In July 2018, India’s Supreme Court issued a series of directives for “preventive, remedial, and punitive” measures to address “lynching” – the term used in India for killing by a mob. The court ordered all state governments to designate a senior police officer in every district to prevent mob violence and ensure that the police act promptly against the attackers and safeguard victims and witnesses.

The court recommended creating a victim compensation system and said all such cases should be tried in fast-track courts. The court also said action should be taken against any police or government officials who fail to comply with these directives. While several states have designated officers and issued circulars to police officials on addressing mob violence, they have yet to comply with most of the court’s other directives.

India is party to core international human rights law treaties that prohibit discrimination based on race, ethnicity, or religion, and require the governments to provide residents with equal protection of the law. The Indian government is obligated to protect religious and other minority populations and to fully and fairly prosecute those responsible for discrimination and violence against them.
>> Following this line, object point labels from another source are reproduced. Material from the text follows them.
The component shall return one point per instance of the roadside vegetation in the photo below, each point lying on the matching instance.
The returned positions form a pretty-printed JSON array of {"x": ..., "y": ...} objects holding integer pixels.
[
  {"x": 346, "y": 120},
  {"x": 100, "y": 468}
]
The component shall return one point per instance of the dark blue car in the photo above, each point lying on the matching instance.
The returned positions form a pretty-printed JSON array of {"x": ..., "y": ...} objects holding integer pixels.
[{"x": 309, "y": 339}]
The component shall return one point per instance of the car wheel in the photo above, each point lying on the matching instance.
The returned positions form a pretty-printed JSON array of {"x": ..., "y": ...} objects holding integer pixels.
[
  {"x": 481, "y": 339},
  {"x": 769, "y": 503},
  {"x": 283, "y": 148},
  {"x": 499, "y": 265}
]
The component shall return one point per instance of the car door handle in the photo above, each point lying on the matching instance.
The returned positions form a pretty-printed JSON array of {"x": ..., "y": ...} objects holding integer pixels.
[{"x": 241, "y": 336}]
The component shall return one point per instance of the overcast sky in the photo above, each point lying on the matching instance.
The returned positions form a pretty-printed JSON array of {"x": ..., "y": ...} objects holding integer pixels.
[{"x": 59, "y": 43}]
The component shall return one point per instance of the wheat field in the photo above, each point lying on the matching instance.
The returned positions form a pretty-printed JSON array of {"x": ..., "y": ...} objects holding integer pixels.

India’s national and state governments should take immediate steps to enforce the Supreme Court directives, Human Rights Watch said. The authorities should ensure proper investigations to identify and prosecute attackers regardless of their political connections and initiate a public campaign to end communal attacks on Muslims, Dalits, and other minorities. The authorities also should reverse policies that harm livestock-linked livelihoods, particularly in rural communities, and hold to account police and other institutions that fail to uphold rights because of caste or religious prejudice.

“Indian police investigations into mob attacks are almost as likely to accuse the minority victims of a crime as they are to pursue vigilantes with government connections,” Ganguly said. “State and national officials should be following the Supreme Court’s directives against mob killings instead of disregarding their human rights obligations.”